Kurt Douglas Frazier writes the way some folks whittle wood or mend fences. He does it slowly, carefully, and with a deep respect for how things have always been done.

His stories lean toward the human-sized moments: aging hands, curious children, quiet courage, and the small truths that shimmer just beneath ordinary days.

"The past is not behind us. It walks beside us, and occasionally it clears its throat; we all want to be noticed." - Kurt Douglas Frazier

A lifelong observer of people and places. The author is especially drawn to voices that are often overlooked: old men with long memories, children with honest questions, and everyday souls standing at the edge of wonder.

His work blends gentle humor with lyrical reflection, favoring heart over spectacle and wisdom earned the hard way.

When he isn’t writing, Kurt Frazier can usually be found thinking about things:

  • stories he hasn’t written yet,

  • listening for a story the way one listens for wind in the trees.

  • looking for inspiration.

He lives in the Mobile, Alabama, United States and continues to write fiction that values legacy, patience, and the quiet beauty seen only by those willing to climb a little higher.

A Word About Goals

Goals are the quiet fence posts that keep a writer from wandering too far into the weeds. They do not chain the imagination; they give it something sturdy to lean against while it looks up at the sky.

A writer without goals is not lazy, far from it. He is usually busy in all the wrong directions. He collects ideas like postcards, half-written pages like ticket stubs, and notebooks that hum with promise but never quite sing. Goals are what turn that pleasant hum into a melody.

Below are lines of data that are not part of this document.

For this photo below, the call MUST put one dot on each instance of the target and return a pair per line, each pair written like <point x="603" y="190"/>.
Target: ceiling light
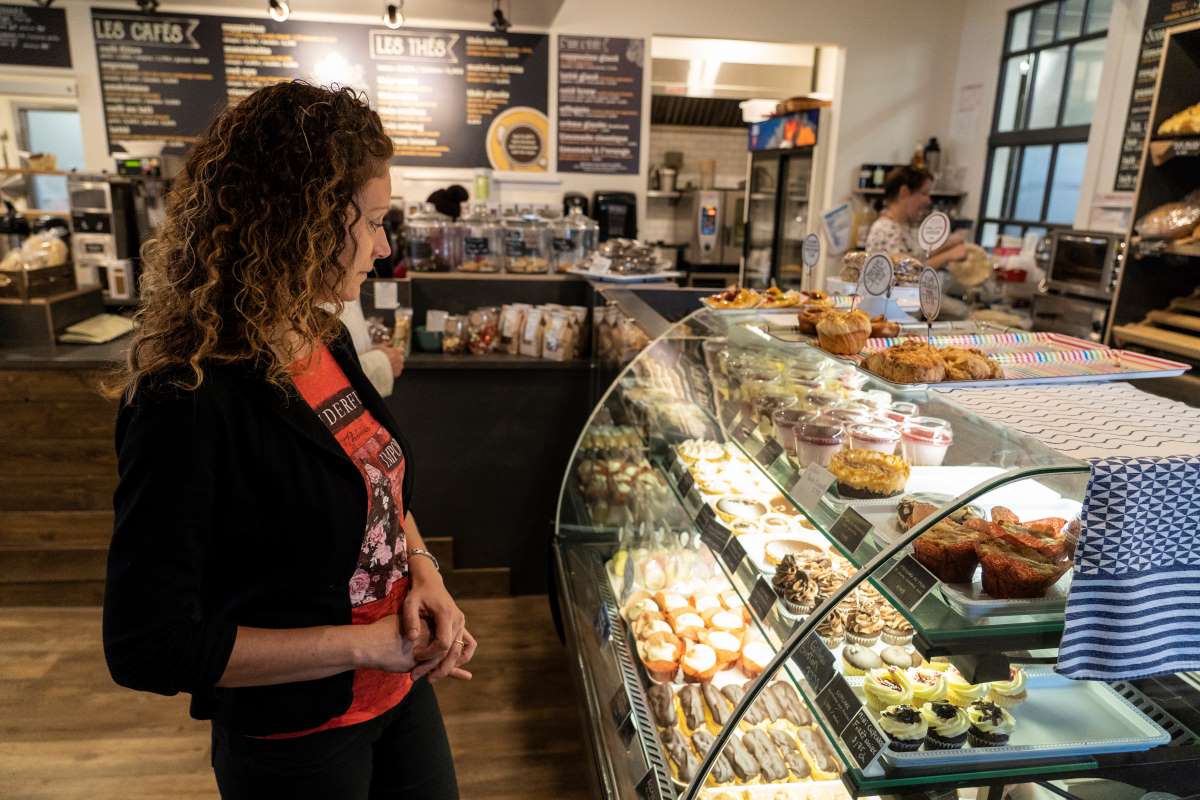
<point x="394" y="14"/>
<point x="501" y="24"/>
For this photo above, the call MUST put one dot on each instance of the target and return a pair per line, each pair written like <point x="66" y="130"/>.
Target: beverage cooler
<point x="778" y="190"/>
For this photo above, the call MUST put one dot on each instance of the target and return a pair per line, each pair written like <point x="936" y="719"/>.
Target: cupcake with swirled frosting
<point x="887" y="686"/>
<point x="1008" y="693"/>
<point x="948" y="725"/>
<point x="905" y="727"/>
<point x="990" y="725"/>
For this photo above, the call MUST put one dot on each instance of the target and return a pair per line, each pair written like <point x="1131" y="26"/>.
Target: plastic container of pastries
<point x="887" y="686"/>
<point x="699" y="662"/>
<point x="732" y="509"/>
<point x="660" y="655"/>
<point x="869" y="474"/>
<point x="754" y="659"/>
<point x="688" y="623"/>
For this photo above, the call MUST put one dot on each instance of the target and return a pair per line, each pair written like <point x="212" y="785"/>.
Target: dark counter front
<point x="492" y="435"/>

For a writer, goals need not arrive dressed in ambition’s sharp suit. They can come wearing overalls. Modest goals are often the most faithful: write three mornings a week, finish one chapter before judging it, send a story into the world even if it trembles on the way out the door. These are not flashy resolutions. They are habits, and habits are the old tools that built most things worth keeping.

Goals also teach patience, which is a virtue writers learn the long way around. Stories ripen at their own pace, but a goal reminds us to keep watering the soil. It whispers, “Sit down anyway,” on days when the words hide like shy children. It says, “This absolutely matters,” when doubt clears its throat and asks uncomfortable questions.

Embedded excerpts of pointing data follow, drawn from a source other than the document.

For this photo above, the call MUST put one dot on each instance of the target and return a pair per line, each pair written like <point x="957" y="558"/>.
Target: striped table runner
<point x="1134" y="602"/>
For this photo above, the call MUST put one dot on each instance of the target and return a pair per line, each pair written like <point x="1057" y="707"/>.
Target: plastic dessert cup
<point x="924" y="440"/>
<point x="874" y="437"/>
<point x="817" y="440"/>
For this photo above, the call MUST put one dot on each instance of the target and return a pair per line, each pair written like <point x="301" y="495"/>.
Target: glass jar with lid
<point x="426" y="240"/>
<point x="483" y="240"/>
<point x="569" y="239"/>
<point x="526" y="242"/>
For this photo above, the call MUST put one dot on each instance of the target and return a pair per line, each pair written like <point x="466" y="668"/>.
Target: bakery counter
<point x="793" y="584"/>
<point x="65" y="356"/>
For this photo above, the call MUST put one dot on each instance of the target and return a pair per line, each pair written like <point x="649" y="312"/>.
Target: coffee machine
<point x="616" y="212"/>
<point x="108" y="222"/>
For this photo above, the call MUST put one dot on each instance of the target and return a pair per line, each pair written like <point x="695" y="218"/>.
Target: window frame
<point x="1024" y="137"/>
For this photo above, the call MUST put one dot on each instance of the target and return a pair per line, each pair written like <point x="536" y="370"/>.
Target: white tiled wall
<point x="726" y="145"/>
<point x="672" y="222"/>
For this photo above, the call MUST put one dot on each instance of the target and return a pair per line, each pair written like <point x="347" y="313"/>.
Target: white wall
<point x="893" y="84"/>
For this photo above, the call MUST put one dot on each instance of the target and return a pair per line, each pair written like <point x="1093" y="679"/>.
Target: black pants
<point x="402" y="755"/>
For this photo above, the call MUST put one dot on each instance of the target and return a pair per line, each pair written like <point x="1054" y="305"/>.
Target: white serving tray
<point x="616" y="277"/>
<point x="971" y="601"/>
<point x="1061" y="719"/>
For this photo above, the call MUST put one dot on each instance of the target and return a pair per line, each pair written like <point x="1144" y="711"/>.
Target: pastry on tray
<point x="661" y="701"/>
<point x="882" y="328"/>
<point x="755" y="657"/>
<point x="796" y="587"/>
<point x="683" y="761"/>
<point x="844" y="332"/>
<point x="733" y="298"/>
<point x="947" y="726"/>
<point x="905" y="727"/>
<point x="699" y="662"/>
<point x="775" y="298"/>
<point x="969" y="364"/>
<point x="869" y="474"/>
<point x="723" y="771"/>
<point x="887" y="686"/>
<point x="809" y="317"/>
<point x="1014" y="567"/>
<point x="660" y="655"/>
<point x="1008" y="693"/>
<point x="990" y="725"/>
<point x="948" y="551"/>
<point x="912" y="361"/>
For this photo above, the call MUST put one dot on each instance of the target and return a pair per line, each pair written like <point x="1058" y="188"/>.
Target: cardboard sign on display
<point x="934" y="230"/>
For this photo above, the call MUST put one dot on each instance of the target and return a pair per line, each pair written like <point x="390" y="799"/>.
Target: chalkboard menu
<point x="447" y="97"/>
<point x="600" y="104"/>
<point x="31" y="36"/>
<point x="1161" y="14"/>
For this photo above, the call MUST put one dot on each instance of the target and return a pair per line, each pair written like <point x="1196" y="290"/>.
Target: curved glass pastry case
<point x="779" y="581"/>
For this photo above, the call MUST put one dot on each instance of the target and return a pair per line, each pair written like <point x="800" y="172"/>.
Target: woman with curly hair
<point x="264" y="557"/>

Most importantly, goals give a writer a sense of direction without stealing the joy of discovery. You may not know how the story will end, but you know you are walking toward an ending. That knowledge steadies the hand and calms the heart.

In the end, a writer’s goals are less about arriving than continuing. They are promises made not to fame or fortune, but to the work itself. And if kept faithfully, they leave behind something rare and good: pages that exist where once there was only intention, and a life shaped, quietly and deliberately, by words.